He was starting to hate that reasonable tone. It tied him in knots he never saw coming. It invariably had him doing things he would never have dreamed of otherwise.
“Yeah,” he said shortly. “Fine.”
Mariah told herself she was much more in control than she had been earlier. And she believed it, until he brushed against her to come inside. It was an inadvertent touch and she doubted very much if he was even aware of it. He was in a hurry. Again. But she felt the strength and the intent of him even through his jacket, and some sense of heat that she was sure she imagined. It startled her. It flustered her. It made something curl in her stomach and her skin pull into gooseflesh.
“Where is it?” he asked.
“I’m sorry?” She looked at him, her violet eyes huge, a faint blush coming to her skin.

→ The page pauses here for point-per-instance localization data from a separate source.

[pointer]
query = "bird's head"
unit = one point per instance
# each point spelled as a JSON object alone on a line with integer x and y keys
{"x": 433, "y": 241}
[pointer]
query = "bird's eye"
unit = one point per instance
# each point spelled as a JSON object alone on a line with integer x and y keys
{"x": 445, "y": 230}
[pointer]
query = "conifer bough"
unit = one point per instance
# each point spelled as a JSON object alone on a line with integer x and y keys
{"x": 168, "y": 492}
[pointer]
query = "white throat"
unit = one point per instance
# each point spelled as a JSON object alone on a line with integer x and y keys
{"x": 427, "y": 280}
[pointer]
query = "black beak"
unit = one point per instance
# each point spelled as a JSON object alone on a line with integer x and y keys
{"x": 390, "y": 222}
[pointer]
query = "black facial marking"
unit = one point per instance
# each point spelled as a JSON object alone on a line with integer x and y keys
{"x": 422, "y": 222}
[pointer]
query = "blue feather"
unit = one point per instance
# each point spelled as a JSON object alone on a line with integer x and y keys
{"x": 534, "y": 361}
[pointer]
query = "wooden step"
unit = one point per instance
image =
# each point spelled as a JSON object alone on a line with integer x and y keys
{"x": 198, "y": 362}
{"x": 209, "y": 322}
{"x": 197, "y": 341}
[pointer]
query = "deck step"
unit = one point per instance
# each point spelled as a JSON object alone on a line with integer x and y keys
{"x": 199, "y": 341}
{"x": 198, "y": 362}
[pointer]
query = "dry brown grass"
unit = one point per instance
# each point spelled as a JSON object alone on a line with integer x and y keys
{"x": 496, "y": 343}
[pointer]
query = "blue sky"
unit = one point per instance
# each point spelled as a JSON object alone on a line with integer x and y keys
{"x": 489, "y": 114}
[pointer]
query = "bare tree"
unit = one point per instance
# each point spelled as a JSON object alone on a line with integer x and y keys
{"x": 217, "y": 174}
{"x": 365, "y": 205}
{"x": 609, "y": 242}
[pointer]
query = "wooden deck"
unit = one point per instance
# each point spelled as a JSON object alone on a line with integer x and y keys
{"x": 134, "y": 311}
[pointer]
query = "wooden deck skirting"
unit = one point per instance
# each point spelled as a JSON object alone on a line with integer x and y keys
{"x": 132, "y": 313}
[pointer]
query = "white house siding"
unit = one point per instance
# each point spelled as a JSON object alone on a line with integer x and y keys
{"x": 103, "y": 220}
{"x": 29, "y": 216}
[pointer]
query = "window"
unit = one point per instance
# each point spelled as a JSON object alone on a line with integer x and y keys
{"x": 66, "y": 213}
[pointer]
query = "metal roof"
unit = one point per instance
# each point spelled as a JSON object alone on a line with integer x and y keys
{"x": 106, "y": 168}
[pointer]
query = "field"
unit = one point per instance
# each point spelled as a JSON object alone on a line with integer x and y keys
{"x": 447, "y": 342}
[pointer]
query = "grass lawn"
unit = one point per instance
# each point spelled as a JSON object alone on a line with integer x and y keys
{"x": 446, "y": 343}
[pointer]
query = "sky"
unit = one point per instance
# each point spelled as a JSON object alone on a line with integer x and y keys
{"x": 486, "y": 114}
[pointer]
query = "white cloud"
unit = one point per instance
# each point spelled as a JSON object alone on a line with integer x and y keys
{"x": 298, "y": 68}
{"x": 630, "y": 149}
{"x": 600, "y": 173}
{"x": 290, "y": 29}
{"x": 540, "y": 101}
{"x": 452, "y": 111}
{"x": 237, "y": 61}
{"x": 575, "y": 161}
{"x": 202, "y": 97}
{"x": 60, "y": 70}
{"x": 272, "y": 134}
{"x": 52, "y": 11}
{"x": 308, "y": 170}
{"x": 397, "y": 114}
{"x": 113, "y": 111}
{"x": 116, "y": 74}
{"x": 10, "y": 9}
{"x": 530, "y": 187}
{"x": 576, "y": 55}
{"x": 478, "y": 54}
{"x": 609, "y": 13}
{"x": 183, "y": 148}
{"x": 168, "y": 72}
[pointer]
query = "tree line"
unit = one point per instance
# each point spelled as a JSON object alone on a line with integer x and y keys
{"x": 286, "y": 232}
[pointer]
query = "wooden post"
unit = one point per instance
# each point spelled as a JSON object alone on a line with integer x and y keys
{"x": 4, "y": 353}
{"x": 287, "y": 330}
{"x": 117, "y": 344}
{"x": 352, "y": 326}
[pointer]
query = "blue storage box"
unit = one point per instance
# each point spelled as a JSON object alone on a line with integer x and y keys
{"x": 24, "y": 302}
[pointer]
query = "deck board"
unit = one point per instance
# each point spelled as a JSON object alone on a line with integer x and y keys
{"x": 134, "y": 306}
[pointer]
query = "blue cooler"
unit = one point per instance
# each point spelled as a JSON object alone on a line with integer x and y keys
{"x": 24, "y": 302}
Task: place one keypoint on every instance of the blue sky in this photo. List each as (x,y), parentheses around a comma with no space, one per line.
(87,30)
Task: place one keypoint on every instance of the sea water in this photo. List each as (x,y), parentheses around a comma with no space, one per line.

“The coffee, Mariah. Where’s this coffee?”
“Oh. Oh, right here. I’ll...get you some.”
She was nervous, he realized. Why? He watched her rush to a small table in the far corner of the room. Her hands were a flurry of motion as she poured a mug of coffee from a thermos there and cut carefully into a pie. She carried everything back to the desk and he thought she trembled.
“Please, sit down,” she almost gasped.
“And where would you like me to do this?”
Mariah looked dumbly around the schoolroom. Where indeed? Suddenly she felt herself blushing even deeper as she tried to imagine his large, muscled body easing into one of the child-size chairs.
Muscled? She had no way of knowing whether he was muscled or not. Ah, but he would be, she thought.
“Take my...you can use my desk,” she managed.
He watched her a moment longer. She thought his scowl was one of confusion now. At least it wasn’t as fierce. He went to her chair and sat. After a long moment, his eyes left her and he took a bite of the pie she’d placed on the desk.
“This is cake,” he said, chewing.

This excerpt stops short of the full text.